Литмир - Электронная Библиотека
Содержание  
A
A

Блаженство мне мои страданья…

Федор Сологуб

В прижизненных критических обзорах и статьях о романе «Мелкий бес» весьма нередко приходится сталкиваться с уподоблением Сологуба его мрачному персонажу. Одним из первых о единосущности творца и творения написал А. Горнфельд: «Передонов — есть борьба с передоновщиной, и для тех, кто знаком с литературными признаниями автора, совершенно ясно, где Сологуб ощутил ее больше и всего страшнее: в себе самом. Передонов — это Федор Сологуб, с болезненной страстностью и силой изображенный обличителем того порочного и злого, что он чувствовал в себе. <…> Голгофа есть везде, где есть творчество; однако поистине кровью своего сердца пишет не тот, кто должен говорить дурное о других, но тот, кто самое злое и гнусное для изображения находит не вне, а в сокровенности своего существа»[883]; вслед за ним А. Блок: «Для меня ясно: Федор Сологуб — это осложненный мыслью и дарованием Передонов. Передонов — это Федор Сологуб, с болезненной страстностью и силой изображенный обличителем того порочного и злого, что он чувствовал в себе»[884], затем П. Пильский: «Сологуб ненавидит Передонова, ибо в Передонове много Сологуба. „Мелкий бес“ беспощадная и кровавая борьба Сологуба с сидящей в нем самом передоновщиной»[885]; Вл. Кранихфельд: «…поставить фигуру Передонова во всю ее натуральную величину, обрисовать ее во всех ее деталях мог только писатель, выносивший всю передоновщину в недрах собственного своего существа»[886] и др.

О своем несогласии с критиками автор «Мелкого беса» заявил в предисловии ко второму изданию романа[887]; впоследствии он жаловался: «Это Горнфельд написал статью, что Сологуб — Передонов, а с его легкой руки все так и считают с тех пор»[888].

Однако утвердившееся мнение все же оказалось долговечным.
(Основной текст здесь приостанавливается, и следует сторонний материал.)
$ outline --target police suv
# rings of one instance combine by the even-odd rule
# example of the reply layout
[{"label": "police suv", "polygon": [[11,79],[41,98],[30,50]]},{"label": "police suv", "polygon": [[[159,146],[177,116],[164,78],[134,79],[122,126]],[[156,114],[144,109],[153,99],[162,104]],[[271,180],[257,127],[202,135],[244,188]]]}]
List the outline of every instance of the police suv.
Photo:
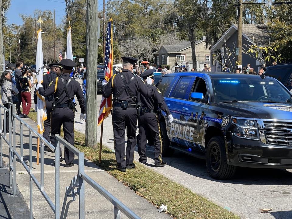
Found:
[{"label": "police suv", "polygon": [[276,79],[230,73],[166,74],[158,87],[173,116],[161,116],[163,155],[205,159],[213,178],[237,166],[292,169],[292,99]]}]

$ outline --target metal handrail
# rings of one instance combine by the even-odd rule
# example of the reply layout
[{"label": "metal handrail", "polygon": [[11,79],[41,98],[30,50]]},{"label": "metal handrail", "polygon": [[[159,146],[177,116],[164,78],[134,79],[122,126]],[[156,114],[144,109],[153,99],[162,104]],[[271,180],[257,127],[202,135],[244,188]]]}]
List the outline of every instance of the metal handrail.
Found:
[{"label": "metal handrail", "polygon": [[[64,204],[63,205],[62,214],[63,210],[66,206],[67,198],[68,197],[72,196],[73,200],[75,196],[78,195],[79,198],[79,218],[80,219],[85,218],[85,185],[84,181],[87,182],[92,188],[100,193],[104,197],[109,201],[114,206],[114,217],[115,219],[119,219],[120,211],[121,211],[125,215],[130,219],[139,219],[140,217],[137,216],[132,211],[123,204],[117,199],[115,197],[109,192],[103,188],[91,178],[84,172],[84,153],[81,152],[74,146],[58,135],[56,135],[55,137],[55,145],[54,147],[45,139],[42,136],[30,127],[22,119],[19,118],[16,113],[15,104],[9,103],[9,109],[6,108],[0,104],[0,125],[2,124],[2,110],[3,109],[4,117],[4,127],[5,130],[4,134],[2,133],[2,126],[0,125],[0,153],[1,153],[1,165],[2,166],[2,141],[4,139],[9,146],[9,171],[10,174],[10,187],[13,188],[13,194],[16,193],[16,158],[18,158],[19,162],[24,168],[26,171],[30,176],[30,218],[33,218],[33,185],[34,183],[39,189],[41,193],[43,196],[50,207],[55,214],[55,219],[60,219],[60,148],[61,144],[64,145],[66,148],[74,153],[78,158],[78,173],[77,176],[75,176],[72,180],[70,186],[66,188],[65,193]],[[7,140],[6,132],[6,115],[7,112],[9,116],[9,135]],[[16,121],[19,122],[20,126],[20,154],[16,151]],[[29,131],[29,166],[26,165],[23,161],[23,126],[28,129]],[[40,139],[40,182],[39,182],[33,175],[33,172],[32,163],[32,136],[33,134]],[[55,152],[55,204],[48,196],[44,189],[44,147],[45,145],[48,147]],[[13,162],[12,162],[13,161]],[[13,175],[12,175],[13,172]],[[77,191],[75,189],[77,188]],[[71,193],[71,194],[70,194]]]}]

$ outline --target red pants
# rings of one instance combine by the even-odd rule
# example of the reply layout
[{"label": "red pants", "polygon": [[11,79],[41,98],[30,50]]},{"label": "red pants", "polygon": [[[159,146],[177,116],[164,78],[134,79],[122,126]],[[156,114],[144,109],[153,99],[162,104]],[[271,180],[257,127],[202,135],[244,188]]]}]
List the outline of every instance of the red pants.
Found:
[{"label": "red pants", "polygon": [[22,113],[23,114],[28,115],[31,106],[30,92],[21,92],[21,95],[22,100]]}]

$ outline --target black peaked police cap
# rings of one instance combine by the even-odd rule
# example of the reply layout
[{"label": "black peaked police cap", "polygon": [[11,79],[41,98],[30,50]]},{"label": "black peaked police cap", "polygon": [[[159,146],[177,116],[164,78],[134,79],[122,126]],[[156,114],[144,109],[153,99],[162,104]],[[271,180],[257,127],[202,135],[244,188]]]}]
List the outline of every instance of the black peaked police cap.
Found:
[{"label": "black peaked police cap", "polygon": [[148,77],[151,78],[154,75],[154,69],[149,69],[144,71],[140,75],[140,78],[142,78],[143,79],[145,79]]},{"label": "black peaked police cap", "polygon": [[121,58],[123,59],[123,62],[125,63],[128,63],[130,64],[134,64],[135,61],[138,60],[137,59],[129,57],[125,57],[123,56]]},{"label": "black peaked police cap", "polygon": [[69,59],[62,59],[60,63],[63,68],[66,70],[72,70],[72,68],[75,66],[75,63]]},{"label": "black peaked police cap", "polygon": [[61,63],[58,62],[56,62],[55,63],[51,63],[49,65],[49,68],[51,68],[52,67],[59,67],[59,68],[61,68]]}]

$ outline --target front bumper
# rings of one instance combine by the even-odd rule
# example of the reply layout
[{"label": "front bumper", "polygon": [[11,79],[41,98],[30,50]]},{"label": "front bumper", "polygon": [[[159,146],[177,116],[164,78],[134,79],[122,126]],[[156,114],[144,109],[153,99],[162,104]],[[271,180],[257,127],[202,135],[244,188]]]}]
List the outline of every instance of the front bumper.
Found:
[{"label": "front bumper", "polygon": [[246,167],[292,169],[292,146],[267,144],[260,141],[226,135],[229,164]]}]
В некрологе Ю. Айхенвальд отмечал: «…зеркалом самого Сологуба, а не русской общественности был этот нашумевший роман. Правда, к нему отнеслись так гостеприимно именно потому, что хотели видеть в нем сатиру, какое-то продолжение „Человека в футляре“, насмешку над строем русской жизни — особенно школы. Но душевнобольной Передонов с его „недотыкомками“ во всяком случае не мог быть принят за тип, как не типична, а индивидуальна всякая болезнь вообще. Вот индивидуальность свою и показывал Федор Сологуб в своих произведениях — показывал искренно, полно, интимно. Он не каялся, но исповедовался»[889].

«Прочтите „Мелкого беса“ — это Сологуб, — писала Е. Данько, — прочтите стихи об Алетее — это тоже Сологуб. Будущий исследователь творчества Сологуба остановится в недоумении, затаив дыхание перед многообразием его творческого образа, перед колоссальной силой художника и перед непримиримыми противоречиями, — и он найдет примиряющее все звено. А мы перед человеком Сологубом стояли в таком же недоумении, — и то, что я смогла найти, — это „человек большого страдания“»[890].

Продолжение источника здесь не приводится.